A Sony criou uma subsidiária para desenvolver dispositivos a laser para pequenos satélites na baixa órbita da Terra (LEO) a partir de sua longa experiência com a tecnologia em sistemas de discos ópticos (Blu-Ray, DVD e CD). Em nota publicada em 2 de junho, a empresa disse que a Sony Space Communications Corporation (SSC) ampliará a capacidade de tráfego de dados em órbita à medida que mais satélites são lançados ao espaço.

Sediada em San Mateo, na Califórnia, a SSC pretende desenvolver, construir e fornecer toda a tecnologia que permita que pequenos satélites usem feixes de laser em vez de radiofrequência para se comunicarem com estações terrestres e entre si, para garantir uma conectividade em tempo real.

A comunicação óptica oferece uma maior quantidade de troca de dados na baixa órbita da Terra (Imagem: Reprodução/ESA)

Estima-se que atualmente existam mais de 12 mil satélites em operação na baixa órbita da Terra e a tendência é que este número aumente em futuro próximo. Isso causará um "congestionamento" nas frequências de rádio, limitando a quantidade de dados que pode ser transmitida e a velocidade de comunicação.

No comunicado, Kyohei Iwamoto, presidente da SSC, disse que os satélites de baixa órbita terrestre (LEO) precisam se comunicar com estações em solo, exigindo um grande número de instalações terrestres para garantir a troca de dados em tempo real.

O problema é que cada satélite deve passar diretamente sobre a estação terrestre para se comunicar com ela. Iwamoto acrescentou que a necessidade de licenças de frequência para ondas de rádio e a exigência de menor consumo de energia nos equipamentos necessários também serão abordados no projeto.

Rede de comunicação óptica

A comunicação via rádio depende de antenas maiores e mais potentes que uma rede óptica e, por isso, torna “fisicamente difícil” atingir altas velocidades em satélites pequenos. Assim, a SSC criará dispositivos de comunicação óptica para conectar microssatélites em LEO por meio de um feixe de laser.

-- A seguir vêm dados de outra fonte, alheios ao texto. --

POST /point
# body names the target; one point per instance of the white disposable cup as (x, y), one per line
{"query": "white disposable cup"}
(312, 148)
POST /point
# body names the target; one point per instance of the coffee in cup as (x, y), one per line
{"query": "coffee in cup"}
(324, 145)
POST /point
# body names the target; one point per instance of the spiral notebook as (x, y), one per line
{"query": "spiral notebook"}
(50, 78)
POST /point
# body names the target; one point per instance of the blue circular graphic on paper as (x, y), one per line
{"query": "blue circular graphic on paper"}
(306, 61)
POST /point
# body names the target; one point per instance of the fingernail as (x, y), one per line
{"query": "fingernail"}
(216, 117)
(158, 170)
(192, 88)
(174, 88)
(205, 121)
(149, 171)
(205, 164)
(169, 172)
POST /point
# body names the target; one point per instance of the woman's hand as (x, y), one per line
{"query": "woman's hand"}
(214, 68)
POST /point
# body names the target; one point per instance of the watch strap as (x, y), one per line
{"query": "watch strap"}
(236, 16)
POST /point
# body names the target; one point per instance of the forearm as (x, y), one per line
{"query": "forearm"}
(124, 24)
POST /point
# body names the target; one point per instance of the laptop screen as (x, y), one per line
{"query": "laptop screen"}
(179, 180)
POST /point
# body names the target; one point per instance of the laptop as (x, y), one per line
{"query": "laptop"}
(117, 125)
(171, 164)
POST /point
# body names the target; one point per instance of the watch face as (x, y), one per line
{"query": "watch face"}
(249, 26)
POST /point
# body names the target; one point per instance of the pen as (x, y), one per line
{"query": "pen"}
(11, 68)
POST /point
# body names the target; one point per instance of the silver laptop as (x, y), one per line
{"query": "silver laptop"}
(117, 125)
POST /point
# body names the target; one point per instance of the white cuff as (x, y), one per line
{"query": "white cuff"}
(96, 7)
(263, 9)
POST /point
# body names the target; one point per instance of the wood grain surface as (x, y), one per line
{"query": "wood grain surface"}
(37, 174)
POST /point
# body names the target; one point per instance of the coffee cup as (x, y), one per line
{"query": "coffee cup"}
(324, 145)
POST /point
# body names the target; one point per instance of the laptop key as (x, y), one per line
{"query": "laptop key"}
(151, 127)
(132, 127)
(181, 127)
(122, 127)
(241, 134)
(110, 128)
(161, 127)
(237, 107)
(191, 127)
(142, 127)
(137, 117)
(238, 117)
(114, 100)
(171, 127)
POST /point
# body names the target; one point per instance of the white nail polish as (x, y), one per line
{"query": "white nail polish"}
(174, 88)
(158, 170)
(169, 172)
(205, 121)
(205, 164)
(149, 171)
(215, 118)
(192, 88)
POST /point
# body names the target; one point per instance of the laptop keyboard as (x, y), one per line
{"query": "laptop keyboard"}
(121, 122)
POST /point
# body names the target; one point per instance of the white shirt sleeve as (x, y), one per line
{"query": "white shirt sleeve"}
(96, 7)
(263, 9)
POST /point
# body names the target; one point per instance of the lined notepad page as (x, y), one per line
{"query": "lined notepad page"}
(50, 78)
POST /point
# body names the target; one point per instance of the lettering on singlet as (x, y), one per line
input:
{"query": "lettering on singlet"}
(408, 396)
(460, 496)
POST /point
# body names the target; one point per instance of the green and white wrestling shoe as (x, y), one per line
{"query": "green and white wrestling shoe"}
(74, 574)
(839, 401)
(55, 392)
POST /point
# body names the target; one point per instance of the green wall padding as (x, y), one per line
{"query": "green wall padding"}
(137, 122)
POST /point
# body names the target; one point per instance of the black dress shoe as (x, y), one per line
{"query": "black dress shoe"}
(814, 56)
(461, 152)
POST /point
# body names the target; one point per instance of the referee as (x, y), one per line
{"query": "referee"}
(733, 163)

A Sony implantou um dispositivo de comunicação óptica no módulo japonês Kibo da ISS (Imagem: Reprodução/NASA)

A empresa usará sua tecnologia de disco óptico para desenvolver dispositivos “ultracompactos, leves, de produção em massa e capazes de suportar condições adversas no espaço”. Em 2020, a Sony desenvolveu um dispositivo de comunicação óptica em parceria com a agência espacial japonesa (JAXA).

O Small Optical Link foi International Space Station (SOLISS) foi instalado no módulo Kibo da Estação Espacial Internacional (ISS) e, segundo a Sony, o dispositivo estabeleceu a comunicação a laser com uma estação terrestre no Japão e transmitiu com sucesso imagens em alta resolução.

Neste ano a Sony também teve sucesso em um experimento de transferência de arquivos de dados que será a base tecnológica para serviços de internet por meio da comunicação óptica em LEO. A SSC, no entanto, não informou quando a tecnologia estará disponível.